Mbah Tu sendiri melakukan syiar agama Islam tak hanya di Batu. Bahkan, perjuangannya sampai ke ranah Lumajang, Pasuruan, dan Jember. Hingga akhir hayatnya pada tahun 1781, Mbah Tu tetap menyebarkan syiar Islam bersama sang suami. Konon, menariknya, ia meninggal saat melantunkan lafadz pujian miftakhul jannah.
Kompleks Makam Mbah Mbatu
Selain Makam ‘duo’ Mbah Mbatu itu, dalam komplek ini terdapat pula makam dua tokoh lainnya. Mereka adalah Dewi Mutmainah, dan Kyai Naim. Dewi Mutmainah merupakan istri muda dari Pangeran Rojoyo. Ia merupakan putri Syekh Maulana Muhammad, putra Sunan Gunung Jati. Dewi Mutmainah yang juga seorang istri yang selalu mendampingi dan mendukung perjuangan syiar Islam sang suami akhirnya meninggal dunia pada tahun 1847.

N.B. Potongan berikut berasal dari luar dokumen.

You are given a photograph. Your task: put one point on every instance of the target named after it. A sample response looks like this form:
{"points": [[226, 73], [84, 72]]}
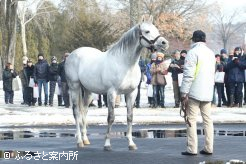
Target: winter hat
{"points": [[198, 36], [66, 54], [238, 49], [217, 55], [53, 58], [40, 54], [159, 54], [223, 51], [153, 56], [29, 61], [24, 58], [183, 51]]}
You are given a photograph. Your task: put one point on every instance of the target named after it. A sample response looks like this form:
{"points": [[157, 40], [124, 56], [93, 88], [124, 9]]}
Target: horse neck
{"points": [[128, 48]]}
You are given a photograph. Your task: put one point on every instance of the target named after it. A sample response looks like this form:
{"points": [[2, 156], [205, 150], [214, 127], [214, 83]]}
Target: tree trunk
{"points": [[134, 12], [8, 27], [23, 38]]}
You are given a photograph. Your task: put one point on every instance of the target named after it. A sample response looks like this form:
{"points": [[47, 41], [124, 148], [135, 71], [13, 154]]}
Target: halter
{"points": [[151, 42]]}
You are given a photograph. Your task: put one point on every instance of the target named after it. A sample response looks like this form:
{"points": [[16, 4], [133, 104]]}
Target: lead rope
{"points": [[183, 109]]}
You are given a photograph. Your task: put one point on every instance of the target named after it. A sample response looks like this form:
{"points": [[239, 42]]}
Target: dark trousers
{"points": [[138, 95], [30, 98], [245, 92], [237, 89], [99, 102], [42, 83], [9, 97], [59, 97], [159, 89], [220, 90], [227, 86], [24, 93], [65, 94], [150, 100], [52, 91]]}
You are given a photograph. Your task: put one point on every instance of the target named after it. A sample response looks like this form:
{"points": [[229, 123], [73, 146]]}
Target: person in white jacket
{"points": [[197, 92]]}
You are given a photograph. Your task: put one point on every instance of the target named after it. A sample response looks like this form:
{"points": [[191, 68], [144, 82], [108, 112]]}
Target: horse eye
{"points": [[147, 32]]}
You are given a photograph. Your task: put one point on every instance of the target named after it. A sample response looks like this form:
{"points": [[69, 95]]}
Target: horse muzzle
{"points": [[161, 43]]}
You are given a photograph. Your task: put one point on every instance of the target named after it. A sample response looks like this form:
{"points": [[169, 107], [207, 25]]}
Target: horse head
{"points": [[150, 36]]}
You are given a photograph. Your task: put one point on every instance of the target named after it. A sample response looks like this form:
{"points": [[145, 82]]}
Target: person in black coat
{"points": [[61, 72], [41, 77], [53, 77], [235, 67], [8, 75], [29, 74]]}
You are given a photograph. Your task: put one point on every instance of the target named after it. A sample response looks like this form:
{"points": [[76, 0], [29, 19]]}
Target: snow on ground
{"points": [[22, 115]]}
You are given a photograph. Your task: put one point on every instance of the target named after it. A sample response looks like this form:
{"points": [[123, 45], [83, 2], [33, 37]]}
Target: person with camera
{"points": [[8, 75], [235, 68], [197, 93]]}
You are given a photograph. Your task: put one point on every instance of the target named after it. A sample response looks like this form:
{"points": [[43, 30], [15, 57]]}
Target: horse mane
{"points": [[127, 42]]}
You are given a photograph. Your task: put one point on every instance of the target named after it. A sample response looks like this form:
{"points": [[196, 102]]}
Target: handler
{"points": [[197, 92]]}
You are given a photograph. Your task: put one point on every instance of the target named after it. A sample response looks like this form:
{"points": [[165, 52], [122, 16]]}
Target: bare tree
{"points": [[227, 25], [8, 23], [25, 17]]}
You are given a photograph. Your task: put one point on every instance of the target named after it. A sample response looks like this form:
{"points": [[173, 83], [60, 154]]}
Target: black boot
{"points": [[231, 101], [219, 104]]}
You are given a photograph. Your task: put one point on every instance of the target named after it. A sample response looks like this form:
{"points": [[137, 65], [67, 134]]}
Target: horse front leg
{"points": [[130, 99], [87, 99], [111, 104], [78, 119]]}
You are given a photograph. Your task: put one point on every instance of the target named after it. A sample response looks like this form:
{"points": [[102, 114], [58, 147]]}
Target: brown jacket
{"points": [[157, 69]]}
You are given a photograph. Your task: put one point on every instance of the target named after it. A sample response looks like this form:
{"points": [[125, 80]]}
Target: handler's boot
{"points": [[231, 101]]}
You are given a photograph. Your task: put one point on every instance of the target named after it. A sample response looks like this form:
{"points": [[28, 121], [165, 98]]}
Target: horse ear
{"points": [[143, 18], [151, 19]]}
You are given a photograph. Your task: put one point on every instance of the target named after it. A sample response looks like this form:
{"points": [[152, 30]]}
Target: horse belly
{"points": [[130, 82]]}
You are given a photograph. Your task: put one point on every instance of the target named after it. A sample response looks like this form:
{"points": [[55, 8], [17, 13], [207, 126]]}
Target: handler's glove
{"points": [[184, 99]]}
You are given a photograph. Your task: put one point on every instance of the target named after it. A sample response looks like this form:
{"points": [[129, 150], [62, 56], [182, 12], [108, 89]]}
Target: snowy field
{"points": [[22, 115]]}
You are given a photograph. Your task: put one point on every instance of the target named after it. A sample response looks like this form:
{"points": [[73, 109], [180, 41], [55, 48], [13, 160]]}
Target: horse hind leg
{"points": [[130, 99], [111, 104], [74, 92], [87, 98]]}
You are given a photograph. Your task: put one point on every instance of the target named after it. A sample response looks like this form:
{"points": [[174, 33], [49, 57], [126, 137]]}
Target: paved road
{"points": [[150, 150]]}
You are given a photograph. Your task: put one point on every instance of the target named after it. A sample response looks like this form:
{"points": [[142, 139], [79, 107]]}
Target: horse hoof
{"points": [[80, 145], [86, 142], [132, 147], [107, 148]]}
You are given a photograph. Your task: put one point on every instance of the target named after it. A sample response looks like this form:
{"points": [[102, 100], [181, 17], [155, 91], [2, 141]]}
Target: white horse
{"points": [[113, 72]]}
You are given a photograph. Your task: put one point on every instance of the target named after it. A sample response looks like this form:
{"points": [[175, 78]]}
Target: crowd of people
{"points": [[38, 75], [229, 90]]}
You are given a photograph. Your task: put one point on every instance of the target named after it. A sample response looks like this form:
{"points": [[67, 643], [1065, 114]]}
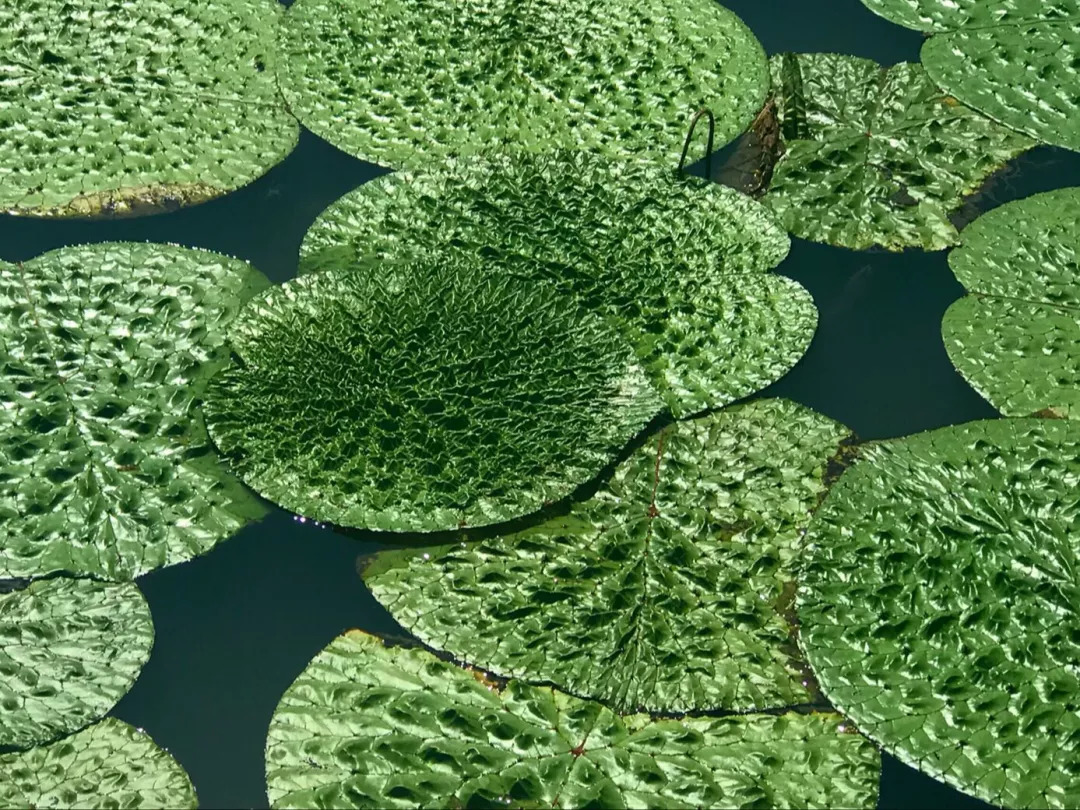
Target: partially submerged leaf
{"points": [[369, 726], [876, 156], [677, 264], [424, 395], [104, 349], [107, 766], [665, 592], [405, 83], [937, 606], [1016, 337], [125, 108], [71, 649]]}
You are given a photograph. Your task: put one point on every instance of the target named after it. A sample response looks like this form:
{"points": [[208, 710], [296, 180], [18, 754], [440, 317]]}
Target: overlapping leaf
{"points": [[664, 592], [937, 606], [113, 107], [876, 156], [106, 468], [370, 726], [423, 395], [106, 766], [1016, 336], [676, 262], [406, 83]]}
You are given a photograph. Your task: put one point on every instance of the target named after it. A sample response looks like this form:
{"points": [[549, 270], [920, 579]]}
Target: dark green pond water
{"points": [[237, 626]]}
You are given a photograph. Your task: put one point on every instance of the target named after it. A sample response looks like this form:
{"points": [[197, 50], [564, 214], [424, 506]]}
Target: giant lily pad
{"points": [[369, 726], [71, 649], [106, 467], [116, 107], [876, 156], [667, 591], [106, 766], [939, 605], [407, 82], [1016, 336], [423, 395], [1015, 61], [676, 262]]}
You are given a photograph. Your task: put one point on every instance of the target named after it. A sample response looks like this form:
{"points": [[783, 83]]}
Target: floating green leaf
{"points": [[1015, 61], [109, 765], [939, 605], [370, 726], [122, 108], [423, 395], [1016, 337], [665, 592], [676, 262], [71, 649], [106, 468], [876, 156], [407, 82]]}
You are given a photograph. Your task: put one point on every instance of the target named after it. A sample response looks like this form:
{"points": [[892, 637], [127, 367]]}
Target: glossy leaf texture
{"points": [[369, 726], [1015, 61], [937, 605], [104, 349], [407, 83], [667, 591], [415, 396], [117, 108], [71, 649], [876, 156], [1016, 336], [109, 765], [676, 262]]}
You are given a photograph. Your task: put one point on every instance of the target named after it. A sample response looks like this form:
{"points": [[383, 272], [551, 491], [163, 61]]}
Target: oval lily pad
{"points": [[676, 262], [104, 349], [409, 82], [666, 591], [120, 108], [1016, 336], [71, 649], [876, 156], [1015, 61], [370, 726], [937, 605], [415, 396], [106, 766]]}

Sementara itu, Kyai Naim adalah salah seorang teman seperjuangan Pangeran Rojoyo yang berasal dari Mataram. Ia datang ke Batu untuk memberitahukan soal perang di Mataram. Kemudian, ia diminta Pangeran Rojoyo untuk tinggal menetap untuk membantu mengajar mengaji di pondoknya. Selang beberapa lama, saat memutuskan ingin kembali ke Mataram, Kyai Naim meninggal dunia karena terjatuh dari kuda.